The following stories humanize the diversity of faces of individuals with unique drug and alcohol problems, a group of people generally stereotyped by their drug use. They reveal the wide range of people who can develop drug and alcohol problems and enable the reader to identify and empathize with their struggles and respect their efforts to change and grow.

The stories also demystify the work of psychotherapy, bringing the reader into the consulting room like a fly on the wall witnessing some of the actual processes. The stories humanize the psychotherapists as they reveal what the therapists thought and felt about their clients as they worked.

To my mind, the basic principles and ingredients of successful psychotherapy with clients with drug and alcohol problems are essentially the same as those used with other groups of people. The argument can be made that the term "harm reduction" really stands for the reintroduction of basic principles of good clinical practice into an area where they have often been absent.
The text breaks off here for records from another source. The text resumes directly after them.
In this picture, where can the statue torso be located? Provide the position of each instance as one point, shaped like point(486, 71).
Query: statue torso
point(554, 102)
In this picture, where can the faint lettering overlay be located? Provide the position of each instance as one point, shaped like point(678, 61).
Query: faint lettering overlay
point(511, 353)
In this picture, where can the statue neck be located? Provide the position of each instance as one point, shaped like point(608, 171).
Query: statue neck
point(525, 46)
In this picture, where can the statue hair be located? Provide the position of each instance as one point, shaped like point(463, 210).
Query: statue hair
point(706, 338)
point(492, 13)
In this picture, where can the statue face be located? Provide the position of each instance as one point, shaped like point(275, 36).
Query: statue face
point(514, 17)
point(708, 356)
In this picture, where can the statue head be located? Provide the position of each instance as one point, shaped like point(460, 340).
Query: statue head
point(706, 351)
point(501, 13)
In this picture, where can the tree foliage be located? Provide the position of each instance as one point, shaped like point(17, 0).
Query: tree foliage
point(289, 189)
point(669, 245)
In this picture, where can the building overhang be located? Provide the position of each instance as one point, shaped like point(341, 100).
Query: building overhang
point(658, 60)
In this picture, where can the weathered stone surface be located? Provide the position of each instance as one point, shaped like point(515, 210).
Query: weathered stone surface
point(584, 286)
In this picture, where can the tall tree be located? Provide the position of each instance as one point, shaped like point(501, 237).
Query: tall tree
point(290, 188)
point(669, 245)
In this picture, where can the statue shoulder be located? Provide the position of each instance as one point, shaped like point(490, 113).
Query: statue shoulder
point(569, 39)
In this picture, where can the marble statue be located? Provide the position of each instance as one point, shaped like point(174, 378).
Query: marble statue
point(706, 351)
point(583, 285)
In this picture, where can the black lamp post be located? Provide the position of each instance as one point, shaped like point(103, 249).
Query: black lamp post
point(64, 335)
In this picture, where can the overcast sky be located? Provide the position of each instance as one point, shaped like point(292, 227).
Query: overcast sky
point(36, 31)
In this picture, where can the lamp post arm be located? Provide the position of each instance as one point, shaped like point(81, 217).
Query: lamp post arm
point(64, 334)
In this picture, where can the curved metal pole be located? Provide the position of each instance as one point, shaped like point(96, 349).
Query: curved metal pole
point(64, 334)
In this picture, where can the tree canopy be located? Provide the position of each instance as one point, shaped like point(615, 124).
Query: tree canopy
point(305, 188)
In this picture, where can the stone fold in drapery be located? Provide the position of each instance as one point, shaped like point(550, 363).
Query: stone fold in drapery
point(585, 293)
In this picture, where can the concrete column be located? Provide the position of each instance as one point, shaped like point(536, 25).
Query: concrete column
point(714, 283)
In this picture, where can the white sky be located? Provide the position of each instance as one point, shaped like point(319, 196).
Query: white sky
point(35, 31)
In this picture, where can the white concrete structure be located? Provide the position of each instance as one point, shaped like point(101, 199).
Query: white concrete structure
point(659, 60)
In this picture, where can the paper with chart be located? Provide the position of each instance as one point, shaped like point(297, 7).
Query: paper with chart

I hope this book will contribute to that effort.

WHY HARM REDUCTION?
I got my first job after completing my internship in clinical psychology as a psychotherapist at the Division of Drug Abuse Research and Treatment at New York Medical College in the fall of 1982. This was a research-oriented "multimodality" outpatient substance abuse treatment clinic in East Harlem, New York City. I had no way of knowing at the time that this job would be the start of a twenty-year journey through the world of substance use treatment that would bring me to embrace harm reduction as the most effective approach to helping the broad spectrum of people with substance use problems.